• How To Test for and Treat Syphilis

    So You Think You Have Syphilis?

    Syphilis is an STD (sexually transmitted disease) that results from a form of bacteria known as Treponema pallidum. The earliest stage of syphilis results in an open sore which leaks fluid that is full of syphilis bacteria. The disease can be transmitted by contact with the sore, and any other similarly infectious sores that may develop over time, primarily during anal, oral or vaginal sex.

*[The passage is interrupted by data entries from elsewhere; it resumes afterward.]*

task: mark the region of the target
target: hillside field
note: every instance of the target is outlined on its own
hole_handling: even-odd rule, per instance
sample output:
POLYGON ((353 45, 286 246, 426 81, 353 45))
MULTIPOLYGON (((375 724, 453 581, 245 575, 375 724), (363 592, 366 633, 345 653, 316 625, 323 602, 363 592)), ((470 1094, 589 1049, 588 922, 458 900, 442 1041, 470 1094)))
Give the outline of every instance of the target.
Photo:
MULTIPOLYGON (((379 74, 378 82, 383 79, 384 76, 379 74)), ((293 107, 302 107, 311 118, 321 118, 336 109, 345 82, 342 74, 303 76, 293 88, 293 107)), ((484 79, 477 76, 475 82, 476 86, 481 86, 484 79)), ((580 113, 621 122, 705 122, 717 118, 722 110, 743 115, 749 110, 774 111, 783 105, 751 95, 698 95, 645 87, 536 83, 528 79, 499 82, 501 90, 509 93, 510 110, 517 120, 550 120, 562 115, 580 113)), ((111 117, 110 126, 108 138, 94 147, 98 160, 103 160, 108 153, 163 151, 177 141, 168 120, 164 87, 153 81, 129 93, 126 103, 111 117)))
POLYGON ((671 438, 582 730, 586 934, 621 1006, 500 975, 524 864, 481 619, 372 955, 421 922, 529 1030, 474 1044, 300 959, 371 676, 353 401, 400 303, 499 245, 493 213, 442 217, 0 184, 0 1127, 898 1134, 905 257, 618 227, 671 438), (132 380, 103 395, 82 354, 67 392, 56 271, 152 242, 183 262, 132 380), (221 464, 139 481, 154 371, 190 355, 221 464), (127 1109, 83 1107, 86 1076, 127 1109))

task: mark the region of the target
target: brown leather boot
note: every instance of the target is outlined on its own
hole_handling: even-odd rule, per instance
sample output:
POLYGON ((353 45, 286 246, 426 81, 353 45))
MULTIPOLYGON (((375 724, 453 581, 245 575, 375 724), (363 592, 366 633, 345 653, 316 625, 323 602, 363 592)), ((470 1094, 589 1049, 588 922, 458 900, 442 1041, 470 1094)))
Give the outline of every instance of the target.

    If left untreated syphilis goes through a variety of different stages that can have an impact on different parts of the body, making it very important for anyone who thinks they may have syphilis to go to a doctor or visit an online STI Clinic for further information, help and advice. Syphilis infection can also increase the chances of HIV infection, while those already infected with the latter are more likely to spread it to others if suffering from syphilis.

     Causes

    In the great majority of instances syphilis is caused by sexual contact, and can result from all forms of such contact, possibly even including kissing. Some newborn infants can have syphilis passed on to them by their infected mothers, although this kind of transmission is relatively rare these days on account of routine screenings. Nonetheless this form of syphilis, known as congenital syphilis, can be deadly and results in various organ and skin problems. There is also a higher chance of infected pregnant women having a stillborn baby.

    Symptoms

    The symptoms experienced by those infected with syphilis can be different depending on what stage the disease is at.

    Primary syphilis

    Primary syphilis causes the appearance of a single sore at the point where the bacteria was able to get into the body, usually the genitals, although such sores can likewise form around the anus or mouth. It is firm and not painful but oozes syphilis bacteria in fluid. Lymph nodes close to the sore often become enlarged but like the sore itself do not cause pain. The sore tends to heal within one to five weeks but the infection remains.

    Secondary syphilis

    The standard symptoms associated with secondary syphilis include a rash on the soles of the feet or the palms of the hand, a skin rash on legs, arm and trunk and white patches that appear on the inside of the mouth as well as other mucous membranes. Other symptoms can include:

    • Fever

    • Muscle aches

    • Loss of appetite

    • Extreme fatigue

    • Headaches

    • Sore throat

    • Weight loss

    While rash symptoms tend to disappear within two to six weeks even without treatment, other symptoms can last up to a year.

    Latent syphilis

    There are no symptoms associated with latent stage syphilis.

     Tertiary syphilis

    Tertiary syphilis can cause symptoms connected to serious organ damage, including destructive tumours known as gummas within the mouth, tongue, bones, liver, nose, skin and other organs, breathing difficulties or chest pain connected with damage to the aorta wall or heart valve damage, joint pain, coordination problems, blindness, personality changes, paralysis, loss of sensation, deterioration in intellectual function and impotence because of damage to nerves and the brain.

    What to do

    If you suspect that you have syphilis, or that you have been in sexual contact with someone who has, you should immediately seek medical advice. Your doctor or an online STI clinic will advise you as to the right course of action, including on how to proceed with tests. There will be checks for any of the standard symptoms and possibly blood tests. Syphilis is an illness that can last for the rest of your life without treatment, making it vital to seek help the instant you suspect anything is wrong. Primary syphilis is usually curable with just one injection of long-acting penicillin, though people at a more advanced stage of infection may need more than just one treatment.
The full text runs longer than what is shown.